Java News from Monday, January 31, 2005

Tivo's released an alpha of HME, an open source (Common Public License) software development kit written in Java for the Series2 TiVo DVR. It does not work with earlier models, or DirecTV Tivos. I haven't yet figured out exaclty what this does and doesn't allow you to do, but if it provides enough access to the core system, this could be really interesting; and be a key component of helping Tivo survive the coming onslaught of MythTv/Freevo on one front and the MPAA on the other. The major question is whether any part of the system is still effectively locked off from programmer access. According to the FAQ, "The HME Early Access release can be used to create great looking applications that display on TV and interact with the user through the TiVo remote control. You can also stream mp3s to the TiVo DVR for playback. Future releases will expose more of the TiVo platform, including the DVR features." What I want to know is whether the SDK will allow me to write and run essentially any Java application on a TiVo.

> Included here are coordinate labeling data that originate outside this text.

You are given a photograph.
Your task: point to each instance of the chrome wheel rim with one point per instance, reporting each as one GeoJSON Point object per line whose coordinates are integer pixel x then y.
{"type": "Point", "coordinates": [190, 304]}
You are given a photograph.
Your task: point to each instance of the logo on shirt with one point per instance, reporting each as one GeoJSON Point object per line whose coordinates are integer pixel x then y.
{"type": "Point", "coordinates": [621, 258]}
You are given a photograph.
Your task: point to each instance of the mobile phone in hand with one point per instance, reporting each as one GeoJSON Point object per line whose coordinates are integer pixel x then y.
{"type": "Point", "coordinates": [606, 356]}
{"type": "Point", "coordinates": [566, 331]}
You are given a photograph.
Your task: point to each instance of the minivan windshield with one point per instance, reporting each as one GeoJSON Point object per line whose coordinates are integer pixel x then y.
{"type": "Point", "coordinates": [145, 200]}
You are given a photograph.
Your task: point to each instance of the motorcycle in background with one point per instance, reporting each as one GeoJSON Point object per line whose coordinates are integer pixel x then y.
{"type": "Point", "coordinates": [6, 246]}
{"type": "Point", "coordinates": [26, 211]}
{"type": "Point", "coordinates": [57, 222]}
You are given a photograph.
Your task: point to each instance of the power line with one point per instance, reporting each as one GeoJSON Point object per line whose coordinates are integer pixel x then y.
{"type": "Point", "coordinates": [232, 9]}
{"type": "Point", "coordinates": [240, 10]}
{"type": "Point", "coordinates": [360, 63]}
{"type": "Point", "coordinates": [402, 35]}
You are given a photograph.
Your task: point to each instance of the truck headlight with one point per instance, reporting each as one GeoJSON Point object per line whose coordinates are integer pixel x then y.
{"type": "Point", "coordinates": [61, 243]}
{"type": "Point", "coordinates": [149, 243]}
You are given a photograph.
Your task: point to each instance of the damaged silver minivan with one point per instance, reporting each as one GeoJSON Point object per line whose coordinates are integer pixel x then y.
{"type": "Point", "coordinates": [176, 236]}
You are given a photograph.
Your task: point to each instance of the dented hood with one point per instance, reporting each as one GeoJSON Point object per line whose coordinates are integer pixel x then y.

For all the hype about freedom of speech, this year the United States ranks only 22nd in freedom of the press, according to the Third Annual Reporters Without Borders Worldwide Press Freedom Index (and that's only if you don't count U.S. occupied Iraq. If you do count Iraq, thge U.S.'s score gets a lot worse.) The U.S. is still ahead of most of Asia and the Middle East, but behind most of Europe, including the former Soviet bloc nations of Latvia, Lithuania, Estonia, Slovakia, and the Czech Republic. "Violations of the privacy of sources, persistent problems in granting press visas and the arrest of several journalists during anti- Bush demonstrations kept the United States (22nd) away from the top of the list." Cuba, North Korea, Burma, Saudi Arabia, Iran, China, Eritrea, Turkmenistan, Nepal, and Vietnam make up the bottom of the list.

The Jakarta Apache Project has decided that Tomcat 5.5.7 is now stable and ready for production. Tomcat is an open source servlet container for the Apache web server and the official reference implementation of the Java Servlet API and Java Server Pages (JSP). "Tomcat 5.5 is designed to run on J2SE 5.0 and later, and requires configuration to run on J2SE 1.4....In addition, Tomcat 5.5 uses the Eclipse JDT Java compiler for compiling JSP pages. This means you no longer need to have the complete Java Development Kit (JDK) to run Tomcat, but a Java Runtime Environment (JRE) is sufficient. The Eclipse JDT Java compiler is bundled with the binary Tomcat distributions. Tomcat can also be configured to use the compiler from the JDK to compile JSPs, or any other Java compiler supported by Apache Ant." This implements version 2.4 of the Java Servlet API and version 2.0 of Java Server Pages.